On Monday, Tawadros flew to Armenia leading a delegation of 115 Egyptian journalists and Armenian expats to participate in the hundredth anniversary of the Armenian genocide in the capital Yerevan.
Historians estimate that up to 1.5 million Armenians were killed between 1915 and 1917 during the final days of the Ottoman Empire. Armenians have long tried to secure international recognition of the massacres as genocide.
Speaking to Al-Ahram Arabic news website on the plane, Tawadros said his visit represents pure religious support from the Coptic Church to its brotherly Armenian Orthodox church.
French President François Hollande, Russian President Vladimir Putin and President of Cyprus Nicos Anastasiades are also expected to attend the memorial, among other heads of states.
Delegations from Syria, Lebanon, Iraq, Kuwait and UAE will also be present.
The Egyptian government and the Coptic Church have recently condemned Turkey's long-standing refusal to admit its crimes against the Armenian people.
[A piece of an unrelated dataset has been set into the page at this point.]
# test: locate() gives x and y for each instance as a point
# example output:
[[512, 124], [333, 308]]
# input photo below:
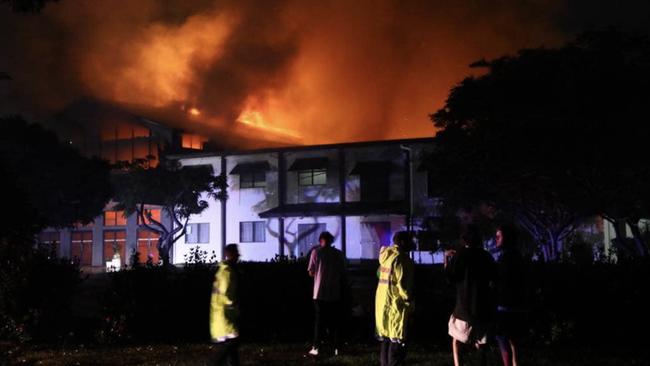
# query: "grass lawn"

Relations between Cairo and Ankara have soured since the ouster of Islamist President Mohamed Morsi, who was a close ally of Islamist Turkish President Recep Tayyib Erdogan.
The Turkish leader has insisted that the ouster of Morsi in July 2013 amounted to a military coup.
Meanwhile, Egypt has accused Erdogan of providing safe haven for members of the banned Muslim Brotherhood, the group from which Morsi hails.
The killings began after the Armenians were blamed for siding with the Russians during the ongoing world war one and the Young Turks, a movement of army officers who wanted to modernise the country, began a campaign to portray the Armenians as a kind of fifth column, a threat to the state.
Turkey, born from the remains of the Ottoman Empire, has vehemently denied a systematic mass killing of Armenians.
Armenia, which gained its independence in the aftermath of the fall of the former Soviet Union, has no diplomatic ties with Ankara due to animosity over accusations and denials on the issue.